İkinci yarı tek kale oynuyordu Yaşlı Hanımefendi… Zaten ligte de Il Tedesco (Alman) yönetiminde harika bir dönem yaşıyordu. Ellerinde Kral gibi bir maestro, Güzel Gece gibi bir fırtına forvet, Pablito gibi bir gol makinesi ve Dünya Kupası’nı kazanan takımın nüvesini oluşturan bir savunma vardı. Il Tedesco, o çok sevdiği Katenaçyo’yu en iyi şekilde uygulayan bir takıma sahipti. İleride de becerikli Kral bir yolunu bulup topu forvete aktarıyor, yolu bulamazsa da golü kendisi atıyordu. Diyeceğim o ki onlar da ilk Avrupa Şampiyonluğu’nu kazanmayı istiyorlardı. Golü yedikten sonra tek kale oynasalar da kalecinin ve defansın becerisiyle her seferinde püskürtüldü atakları. Ne kadar yüklenseler de olmadı, bulamadılar golü. Maç Saddam Hüseyin’in golüyle başladığı gibi bitiyordu. Karpatların Lokomotifi son düdüğünü çaldığında Atina’da kupayı kaldıran Dinozor’un kaptanı Kafa Canavarı oluyordu. İtalya’nın Torino şehrinde hüzün, Almanya’nın Hamburg şehrinde ise sevinç vardı.”
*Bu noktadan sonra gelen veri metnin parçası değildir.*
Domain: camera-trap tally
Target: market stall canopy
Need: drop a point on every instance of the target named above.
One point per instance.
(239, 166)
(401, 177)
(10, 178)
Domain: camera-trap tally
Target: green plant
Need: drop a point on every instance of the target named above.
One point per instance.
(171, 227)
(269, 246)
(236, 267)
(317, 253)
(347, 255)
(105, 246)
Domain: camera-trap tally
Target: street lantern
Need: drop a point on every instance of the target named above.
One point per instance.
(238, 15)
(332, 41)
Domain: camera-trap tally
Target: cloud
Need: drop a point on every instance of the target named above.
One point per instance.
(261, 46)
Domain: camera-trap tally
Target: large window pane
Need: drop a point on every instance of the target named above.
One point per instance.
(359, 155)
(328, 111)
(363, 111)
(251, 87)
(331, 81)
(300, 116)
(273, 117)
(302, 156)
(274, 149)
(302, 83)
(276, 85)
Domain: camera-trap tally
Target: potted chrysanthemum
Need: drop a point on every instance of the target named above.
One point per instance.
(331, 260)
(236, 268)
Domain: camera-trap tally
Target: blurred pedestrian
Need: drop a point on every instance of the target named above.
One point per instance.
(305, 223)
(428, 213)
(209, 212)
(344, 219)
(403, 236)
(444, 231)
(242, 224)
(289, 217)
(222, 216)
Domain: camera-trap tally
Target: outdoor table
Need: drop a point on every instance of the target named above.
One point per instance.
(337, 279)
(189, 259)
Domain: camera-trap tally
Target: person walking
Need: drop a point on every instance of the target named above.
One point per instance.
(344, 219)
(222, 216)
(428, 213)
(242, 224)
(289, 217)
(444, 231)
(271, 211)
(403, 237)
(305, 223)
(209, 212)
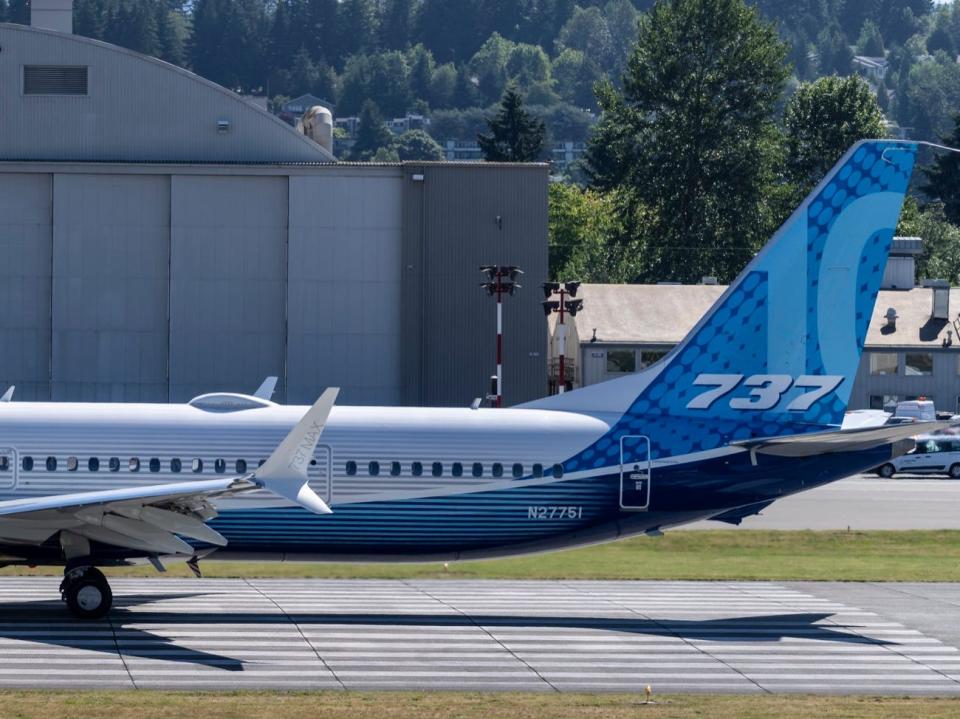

Küçük Thomas, şehir isimlerini duyunca önce şaşırdı sonra…
“Aaaa dayı… Bu o maç değil mi, hep anlattığın Juventus-Hamburg maçı?”
Thomas’a küçük bir tebessüm attı dayısı. Üstünü örttü… Artık Thomas için masal saati bitmiş, uyku vakti gelmişti.